MMER: Multimodal Multi-task Learning for Speech Emotion Recognition

Sreyan Ghosh,Utkarsh Tyagi,S Ramaneswaran,Harshvardhan Srivastava,Dinesh Manocha
2023-06-04
Abstract:In this paper, we propose MMER, a novel Multimodal Multi-task learning approach for Speech Emotion Recognition. MMER leverages a novel multimodal network based on early-fusion and cross-modal self-attention between text and acoustic modalities and solves three novel auxiliary tasks for learning emotion recognition from spoken utterances. In practice, MMER outperforms all our baselines and achieves state-of-the-art performance on the IEMOCAP benchmark. Additionally, we conduct extensive ablation studies and results analysis to prove the effectiveness of our proposed approach.
Computation and Language,Sound,Audio and Speech Processing
What problem does this paper attempt to address?
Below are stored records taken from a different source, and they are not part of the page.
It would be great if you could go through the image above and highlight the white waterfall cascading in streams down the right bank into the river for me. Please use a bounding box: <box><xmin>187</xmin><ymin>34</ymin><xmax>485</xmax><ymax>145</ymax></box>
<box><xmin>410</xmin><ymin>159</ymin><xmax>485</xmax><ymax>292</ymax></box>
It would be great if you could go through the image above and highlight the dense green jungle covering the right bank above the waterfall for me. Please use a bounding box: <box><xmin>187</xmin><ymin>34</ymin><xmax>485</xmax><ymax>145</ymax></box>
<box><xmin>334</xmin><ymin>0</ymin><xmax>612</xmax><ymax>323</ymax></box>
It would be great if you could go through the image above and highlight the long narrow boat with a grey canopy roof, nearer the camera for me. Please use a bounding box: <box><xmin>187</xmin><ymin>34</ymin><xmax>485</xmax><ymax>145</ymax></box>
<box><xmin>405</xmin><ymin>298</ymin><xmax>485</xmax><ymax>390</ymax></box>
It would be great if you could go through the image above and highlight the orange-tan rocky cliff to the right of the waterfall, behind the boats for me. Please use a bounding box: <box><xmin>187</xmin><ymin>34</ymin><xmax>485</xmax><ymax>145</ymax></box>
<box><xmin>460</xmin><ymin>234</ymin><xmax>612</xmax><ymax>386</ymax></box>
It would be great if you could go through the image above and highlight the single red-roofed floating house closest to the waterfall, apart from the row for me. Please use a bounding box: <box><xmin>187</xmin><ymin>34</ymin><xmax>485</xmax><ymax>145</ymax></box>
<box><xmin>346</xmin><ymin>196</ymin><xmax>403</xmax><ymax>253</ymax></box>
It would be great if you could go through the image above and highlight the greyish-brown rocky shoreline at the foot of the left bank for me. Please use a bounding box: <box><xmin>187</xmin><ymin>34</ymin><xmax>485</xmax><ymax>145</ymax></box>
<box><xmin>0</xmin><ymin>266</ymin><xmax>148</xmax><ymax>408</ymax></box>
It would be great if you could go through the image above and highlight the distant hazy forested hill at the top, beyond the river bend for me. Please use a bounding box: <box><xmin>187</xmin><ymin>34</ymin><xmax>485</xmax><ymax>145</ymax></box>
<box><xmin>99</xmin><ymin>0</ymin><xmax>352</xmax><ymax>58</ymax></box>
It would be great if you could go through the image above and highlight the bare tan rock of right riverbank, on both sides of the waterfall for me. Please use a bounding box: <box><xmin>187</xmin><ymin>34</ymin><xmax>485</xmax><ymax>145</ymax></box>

This paper aims to solve several key problems in Speech Emotion Recognition (SER). Specifically: 1. **Multi - modal fusion**: Most existing emotion recognition systems are unimodal and mainly rely on acoustic features. However, human emotional expressions are multimodal, including language, intonation, facial expressions, etc. Therefore, the paper proposes a multimodal method that combines information from acoustic and text modalities to more comprehensively capture emotional features. 2. **Multi - task learning**: Traditional SER methods usually only focus on the emotion classification task and ignore the potential improvement of other auxiliary tasks on model performance. The paper introduces three auxiliary tasks, namely Automatic Speech Recognition (ASR), Supervised Contrastive Learning (SCL), and Augmented Contrastive Learning (ACL). These tasks help the model learn richer representations, thereby improving the final emotion recognition performance. 3. **Fine - grained interaction**: In order to better capture the fine - grained interactions between different modalities, the paper designs a Multimodal Dynamic Fusion Network (MDFN). This network realizes the fine - grained alignment between acoustic and text modalities through the Cross - Modal Attention (CMA), thereby reducing unimodal bias. 4. **Robustness enhancement**: By using Augmented Contrastive Learning (ACL), the model can learn speaker - independent features, thus maintaining robustness among different speakers. In addition, by generating enhanced texts through back - translation and generating enhanced audios using Text - to - Speech Synthesis (TTS) under zero - shot speaker conditions, the generalization ability of the model is further improved. In conclusion, through the Multi - Modal Multi - Task Learning framework (MMER), this paper solves the deficiencies of existing SER methods in multi - modal fusion, multi - task learning, and robustness, and significantly improves the performance of emotion recognition.